Name: Asher Leavy
Years at Shipley: 10
Attending in the Fall: Williams College
Major/Area of Interest: Economics and Computer Science
The Beacon (Head Editor); Computer Science Club; Athletics Committee, Varisty Squash
Who was your most influential teacher and why?
Mr. Goren was my most influential teacher because he made the learning experience fun and engaging. He always had a positive and energetic personality that put a smile on my face every class. He pushed me to dive deep into the material and was there for help whenever I needed it. His jokes, outfits, and demonstrations made classes very entertaining and made me want to learn. His passion for teaching is clear and his love of learning rubbed off a lot on me. Mr. Goren pushed me to become a better student and stretched my mind to its limits. My curiosity grew tremendously under his constant questioning of “how do you know that?” or “can you say more?” I now ask myself these very questions when trying to reason through problems in any STEM class.
What was your most memorable experience at Shipley?
My most memorable experience was when I reviewed my essay from 11th grade US history class with Dr.
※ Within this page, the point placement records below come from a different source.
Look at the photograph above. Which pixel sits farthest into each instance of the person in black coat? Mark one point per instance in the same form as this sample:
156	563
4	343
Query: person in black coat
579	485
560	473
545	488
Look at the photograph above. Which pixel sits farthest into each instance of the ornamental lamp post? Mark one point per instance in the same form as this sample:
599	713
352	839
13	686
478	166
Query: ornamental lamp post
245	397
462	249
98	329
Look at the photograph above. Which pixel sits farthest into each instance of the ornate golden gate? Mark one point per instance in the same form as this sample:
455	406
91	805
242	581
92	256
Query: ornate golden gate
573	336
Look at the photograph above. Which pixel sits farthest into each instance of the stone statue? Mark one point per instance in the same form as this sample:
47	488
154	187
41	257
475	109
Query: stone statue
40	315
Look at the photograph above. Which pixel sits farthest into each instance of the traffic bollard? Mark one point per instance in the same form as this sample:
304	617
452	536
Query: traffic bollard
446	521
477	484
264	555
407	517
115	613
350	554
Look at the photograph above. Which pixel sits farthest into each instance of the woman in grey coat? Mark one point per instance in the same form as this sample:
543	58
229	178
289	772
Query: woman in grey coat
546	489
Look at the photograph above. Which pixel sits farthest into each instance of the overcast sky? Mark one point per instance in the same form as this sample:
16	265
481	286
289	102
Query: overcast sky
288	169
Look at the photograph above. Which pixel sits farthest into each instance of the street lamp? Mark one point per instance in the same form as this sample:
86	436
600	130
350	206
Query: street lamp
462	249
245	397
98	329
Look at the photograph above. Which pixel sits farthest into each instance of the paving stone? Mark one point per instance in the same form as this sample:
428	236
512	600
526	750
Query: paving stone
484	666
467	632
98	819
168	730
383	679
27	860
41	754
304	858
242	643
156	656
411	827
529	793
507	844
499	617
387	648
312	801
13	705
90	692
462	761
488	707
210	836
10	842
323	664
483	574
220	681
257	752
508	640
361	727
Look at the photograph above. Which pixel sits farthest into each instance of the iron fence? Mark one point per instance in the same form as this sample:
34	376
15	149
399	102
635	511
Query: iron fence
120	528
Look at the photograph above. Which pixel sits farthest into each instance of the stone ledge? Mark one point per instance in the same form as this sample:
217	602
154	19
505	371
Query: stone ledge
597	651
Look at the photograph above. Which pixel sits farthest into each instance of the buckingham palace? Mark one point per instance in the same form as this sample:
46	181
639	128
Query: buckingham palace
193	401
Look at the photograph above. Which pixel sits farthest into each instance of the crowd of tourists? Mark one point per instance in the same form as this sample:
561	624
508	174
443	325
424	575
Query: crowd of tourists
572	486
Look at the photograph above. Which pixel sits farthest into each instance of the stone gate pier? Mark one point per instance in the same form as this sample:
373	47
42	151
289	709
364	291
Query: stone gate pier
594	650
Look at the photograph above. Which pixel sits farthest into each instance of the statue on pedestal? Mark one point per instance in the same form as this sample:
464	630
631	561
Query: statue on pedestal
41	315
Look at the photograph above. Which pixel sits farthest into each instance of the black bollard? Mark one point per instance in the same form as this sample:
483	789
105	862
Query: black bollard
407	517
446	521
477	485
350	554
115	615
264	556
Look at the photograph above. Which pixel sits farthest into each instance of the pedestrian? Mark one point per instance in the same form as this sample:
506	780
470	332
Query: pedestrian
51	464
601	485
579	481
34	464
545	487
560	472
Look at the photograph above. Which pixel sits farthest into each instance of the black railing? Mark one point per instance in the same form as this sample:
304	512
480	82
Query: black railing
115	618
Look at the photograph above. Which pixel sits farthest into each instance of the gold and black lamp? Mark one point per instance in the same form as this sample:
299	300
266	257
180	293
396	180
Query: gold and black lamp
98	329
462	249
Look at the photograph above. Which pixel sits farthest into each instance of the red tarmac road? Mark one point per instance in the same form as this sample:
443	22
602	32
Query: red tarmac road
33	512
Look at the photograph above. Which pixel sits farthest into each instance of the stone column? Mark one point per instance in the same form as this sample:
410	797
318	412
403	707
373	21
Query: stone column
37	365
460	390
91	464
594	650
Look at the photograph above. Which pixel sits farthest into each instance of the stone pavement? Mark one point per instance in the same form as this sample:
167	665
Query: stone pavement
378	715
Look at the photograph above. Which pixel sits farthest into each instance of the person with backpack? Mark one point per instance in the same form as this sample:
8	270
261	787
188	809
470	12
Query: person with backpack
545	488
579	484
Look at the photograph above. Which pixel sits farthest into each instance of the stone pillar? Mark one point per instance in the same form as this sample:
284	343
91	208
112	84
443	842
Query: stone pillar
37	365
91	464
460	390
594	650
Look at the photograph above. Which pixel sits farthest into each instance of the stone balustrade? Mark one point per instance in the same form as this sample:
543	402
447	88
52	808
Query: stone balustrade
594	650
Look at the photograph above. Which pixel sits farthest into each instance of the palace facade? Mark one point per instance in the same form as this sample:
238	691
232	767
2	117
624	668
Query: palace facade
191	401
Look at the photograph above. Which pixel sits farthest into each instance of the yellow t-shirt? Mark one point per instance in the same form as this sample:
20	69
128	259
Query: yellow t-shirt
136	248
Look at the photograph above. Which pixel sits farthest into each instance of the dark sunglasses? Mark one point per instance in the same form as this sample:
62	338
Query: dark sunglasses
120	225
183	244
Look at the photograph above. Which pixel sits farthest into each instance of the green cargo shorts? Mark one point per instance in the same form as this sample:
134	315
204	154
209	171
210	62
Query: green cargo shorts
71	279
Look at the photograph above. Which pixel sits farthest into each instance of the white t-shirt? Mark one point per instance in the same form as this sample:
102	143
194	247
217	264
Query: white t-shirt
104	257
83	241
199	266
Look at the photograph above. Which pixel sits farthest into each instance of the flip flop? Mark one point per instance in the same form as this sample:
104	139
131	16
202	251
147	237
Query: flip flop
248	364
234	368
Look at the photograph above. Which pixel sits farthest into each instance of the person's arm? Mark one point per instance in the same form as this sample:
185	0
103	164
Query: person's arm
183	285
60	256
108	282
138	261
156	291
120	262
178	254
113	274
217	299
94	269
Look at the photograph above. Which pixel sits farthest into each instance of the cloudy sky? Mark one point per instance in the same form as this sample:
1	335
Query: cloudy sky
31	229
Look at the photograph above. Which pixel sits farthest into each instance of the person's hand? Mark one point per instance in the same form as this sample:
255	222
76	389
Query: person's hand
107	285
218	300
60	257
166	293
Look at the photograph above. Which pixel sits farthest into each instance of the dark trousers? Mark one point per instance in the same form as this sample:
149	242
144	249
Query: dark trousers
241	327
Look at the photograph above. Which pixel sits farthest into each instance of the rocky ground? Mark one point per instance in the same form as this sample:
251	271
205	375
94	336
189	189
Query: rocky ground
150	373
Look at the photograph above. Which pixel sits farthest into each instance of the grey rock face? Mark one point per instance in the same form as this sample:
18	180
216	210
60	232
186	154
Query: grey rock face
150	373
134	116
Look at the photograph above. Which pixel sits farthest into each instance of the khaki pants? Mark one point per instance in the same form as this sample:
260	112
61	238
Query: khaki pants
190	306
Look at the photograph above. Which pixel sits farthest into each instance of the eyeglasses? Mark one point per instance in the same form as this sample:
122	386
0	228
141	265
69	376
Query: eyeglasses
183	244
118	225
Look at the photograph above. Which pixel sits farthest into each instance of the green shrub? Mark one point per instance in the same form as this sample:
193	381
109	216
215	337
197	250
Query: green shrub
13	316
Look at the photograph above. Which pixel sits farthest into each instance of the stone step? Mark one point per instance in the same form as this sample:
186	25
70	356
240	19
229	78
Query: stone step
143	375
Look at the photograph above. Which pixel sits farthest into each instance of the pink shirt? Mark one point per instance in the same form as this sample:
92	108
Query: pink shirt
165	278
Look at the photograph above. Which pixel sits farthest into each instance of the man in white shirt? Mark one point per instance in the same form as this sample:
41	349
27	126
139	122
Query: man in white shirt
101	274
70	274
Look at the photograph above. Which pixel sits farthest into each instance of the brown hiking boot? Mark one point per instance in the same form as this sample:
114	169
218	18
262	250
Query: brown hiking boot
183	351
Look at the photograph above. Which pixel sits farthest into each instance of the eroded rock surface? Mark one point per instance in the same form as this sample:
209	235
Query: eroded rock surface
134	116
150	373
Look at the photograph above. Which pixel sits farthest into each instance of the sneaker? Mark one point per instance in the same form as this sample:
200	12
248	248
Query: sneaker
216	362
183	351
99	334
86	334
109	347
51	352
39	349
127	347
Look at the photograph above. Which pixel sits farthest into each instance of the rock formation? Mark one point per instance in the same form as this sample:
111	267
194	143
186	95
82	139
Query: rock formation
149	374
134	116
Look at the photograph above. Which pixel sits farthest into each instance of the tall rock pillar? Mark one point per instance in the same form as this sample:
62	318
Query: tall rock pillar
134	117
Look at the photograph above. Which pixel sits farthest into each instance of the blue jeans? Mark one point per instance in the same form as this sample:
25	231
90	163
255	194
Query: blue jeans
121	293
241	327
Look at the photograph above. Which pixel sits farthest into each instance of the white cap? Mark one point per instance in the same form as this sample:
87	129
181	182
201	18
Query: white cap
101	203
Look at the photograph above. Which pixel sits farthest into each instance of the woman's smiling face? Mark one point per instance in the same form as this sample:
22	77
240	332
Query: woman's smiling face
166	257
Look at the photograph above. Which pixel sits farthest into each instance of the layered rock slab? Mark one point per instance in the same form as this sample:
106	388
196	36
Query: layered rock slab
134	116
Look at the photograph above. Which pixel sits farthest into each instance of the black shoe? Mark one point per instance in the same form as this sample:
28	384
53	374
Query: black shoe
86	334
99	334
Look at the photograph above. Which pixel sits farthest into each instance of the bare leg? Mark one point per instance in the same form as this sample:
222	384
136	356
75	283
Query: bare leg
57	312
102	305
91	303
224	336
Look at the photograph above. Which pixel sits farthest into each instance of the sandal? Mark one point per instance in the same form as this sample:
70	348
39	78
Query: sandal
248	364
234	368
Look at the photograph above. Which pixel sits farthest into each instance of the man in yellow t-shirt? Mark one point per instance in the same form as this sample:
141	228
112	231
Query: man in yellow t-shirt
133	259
Gillin. I wrote a six-page research paper about the Supreme Court during the Gilded Age. I spent weeks on the paper and spent almost every day on it to ensure I had a complete understanding of my topic so I could make a sound argument. I turned in the paper confident that I had sent in my best work as I took hundreds of notecards and had spent time thinking through each part. The meeting was a bit underwhelming, as Dr. Gillin was able to spot several flaws in the paper from grammatical mistakes to deeper problems like the thesis statement. However, I realized in the meeting that there is always room to grow, and that learning is never perfect no matter how much time and effort you put into something. Dr. Gillin had a great influence on me in that she focused more on teaching me the process of learning, absorbing, and analyzing material rather than just knowing it.
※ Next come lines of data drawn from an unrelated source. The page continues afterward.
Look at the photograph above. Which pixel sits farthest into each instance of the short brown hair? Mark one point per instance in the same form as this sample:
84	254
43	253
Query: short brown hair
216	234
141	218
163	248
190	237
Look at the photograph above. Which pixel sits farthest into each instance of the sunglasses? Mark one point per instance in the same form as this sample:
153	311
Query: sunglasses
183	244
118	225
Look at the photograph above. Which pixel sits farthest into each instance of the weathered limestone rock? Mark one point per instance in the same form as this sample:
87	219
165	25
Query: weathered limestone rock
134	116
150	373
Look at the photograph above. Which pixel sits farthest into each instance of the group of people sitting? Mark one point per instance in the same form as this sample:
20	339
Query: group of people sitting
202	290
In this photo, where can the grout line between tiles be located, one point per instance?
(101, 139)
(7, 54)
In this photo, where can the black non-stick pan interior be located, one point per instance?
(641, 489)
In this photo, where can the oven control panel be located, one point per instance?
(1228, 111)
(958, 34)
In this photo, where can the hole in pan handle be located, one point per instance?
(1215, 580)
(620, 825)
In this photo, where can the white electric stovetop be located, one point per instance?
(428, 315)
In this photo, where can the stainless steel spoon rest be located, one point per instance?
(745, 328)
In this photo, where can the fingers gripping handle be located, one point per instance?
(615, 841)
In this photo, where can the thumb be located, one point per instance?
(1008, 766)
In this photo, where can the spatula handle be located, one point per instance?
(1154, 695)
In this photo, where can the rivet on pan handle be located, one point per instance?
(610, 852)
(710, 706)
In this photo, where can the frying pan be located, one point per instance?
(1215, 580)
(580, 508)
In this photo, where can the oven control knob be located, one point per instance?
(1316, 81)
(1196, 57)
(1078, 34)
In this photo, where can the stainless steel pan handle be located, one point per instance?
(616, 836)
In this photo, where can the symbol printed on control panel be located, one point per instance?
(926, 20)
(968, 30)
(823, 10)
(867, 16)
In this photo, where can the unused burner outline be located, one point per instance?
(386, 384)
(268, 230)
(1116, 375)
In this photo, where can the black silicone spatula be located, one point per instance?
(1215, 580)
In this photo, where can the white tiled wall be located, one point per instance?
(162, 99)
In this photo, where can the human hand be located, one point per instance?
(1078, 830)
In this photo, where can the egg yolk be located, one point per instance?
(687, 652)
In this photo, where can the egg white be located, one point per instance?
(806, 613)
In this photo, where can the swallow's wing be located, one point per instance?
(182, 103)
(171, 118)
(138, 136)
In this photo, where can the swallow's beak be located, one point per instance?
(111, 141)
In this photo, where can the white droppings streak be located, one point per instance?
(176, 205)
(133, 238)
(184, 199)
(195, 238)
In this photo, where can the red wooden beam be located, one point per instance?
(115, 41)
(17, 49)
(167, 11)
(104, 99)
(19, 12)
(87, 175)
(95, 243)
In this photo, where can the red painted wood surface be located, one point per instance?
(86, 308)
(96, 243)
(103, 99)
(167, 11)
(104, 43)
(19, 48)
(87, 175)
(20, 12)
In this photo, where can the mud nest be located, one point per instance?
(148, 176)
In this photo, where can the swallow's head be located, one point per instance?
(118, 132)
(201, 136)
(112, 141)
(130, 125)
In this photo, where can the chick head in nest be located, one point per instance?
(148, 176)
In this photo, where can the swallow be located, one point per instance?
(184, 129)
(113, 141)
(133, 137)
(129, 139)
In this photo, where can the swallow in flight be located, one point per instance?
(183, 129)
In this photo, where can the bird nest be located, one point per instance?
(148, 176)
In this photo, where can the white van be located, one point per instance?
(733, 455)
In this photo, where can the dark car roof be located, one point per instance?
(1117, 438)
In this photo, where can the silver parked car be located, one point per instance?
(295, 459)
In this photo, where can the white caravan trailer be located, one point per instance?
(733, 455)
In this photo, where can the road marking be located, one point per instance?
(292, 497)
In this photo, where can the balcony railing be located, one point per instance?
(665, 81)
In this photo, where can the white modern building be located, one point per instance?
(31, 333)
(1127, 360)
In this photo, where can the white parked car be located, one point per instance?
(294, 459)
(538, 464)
What does Courage for the Deed; Grace for the Doing mean to you?
Courage for the Deed means stepping away from what everyone else is thinking or saying and doing what you believe is the right action at hand. For example, sticking up for someone who is being bullied when nobody has the courage to do it. Grace for the Doing means the execution of your action must reflect your intentions. In the bullying example, this would mean using words of kindness to help the kid being targeted rather than trying to physically harm the people bullying the kid. How you handle a situation is just as important as the intention, and that is why the Shipley motto is so applicable in life.
Complete this sentence: Shipley has prepared me to…
…go my own way and create my own path in the world. The School has shown me that with the right idea and right attitude you can achieve what you put your mind towards.
Reflections on your time at Shipley:
In my early days at Shipley, I remember instantly feeling a sense of belonging in Lower School. In particular, we were reading a book in 4th grade and I didn’t know the answer to a group question, but the teacher and students still encouraged me to contribute. Although I got it wrong, I felt more comfortable participating the next time. I learned that trying is better than doing nothing because mistakes are what teach us the most. I took this mindset of “you miss 100% of the shots you don’t take” with me every day beyond Lower School.
In Middle School, I developed social skills as a result of all the group projects. In an 8th-grade math class, we had a project where my group members and I disagreed on almost every problem. I couldn’t figure out how to convince them that I was right and I refused to believe they were right. Only when I thought about it from their perspective and where they were coming from could I learn to show others where their thinking is flawed or where I went wrong. I will take this lesson of putting myself in the shoes of others to better communicate with them to college and beyond.
In high school, I saw a lot more opportunities to take risks and see how rewarding it is to take a leap into the unknown. Blazing your own path can be difficult, but whether it was taking on the harder prompt for a school project or trying a new club or even committing to a sport 100% were all risks that had to be calculated and thought out. Everything was a major decision it felt like, and I learned how to deduce the best answer almost every time by weighing what mattered to me and what the decision what lead to.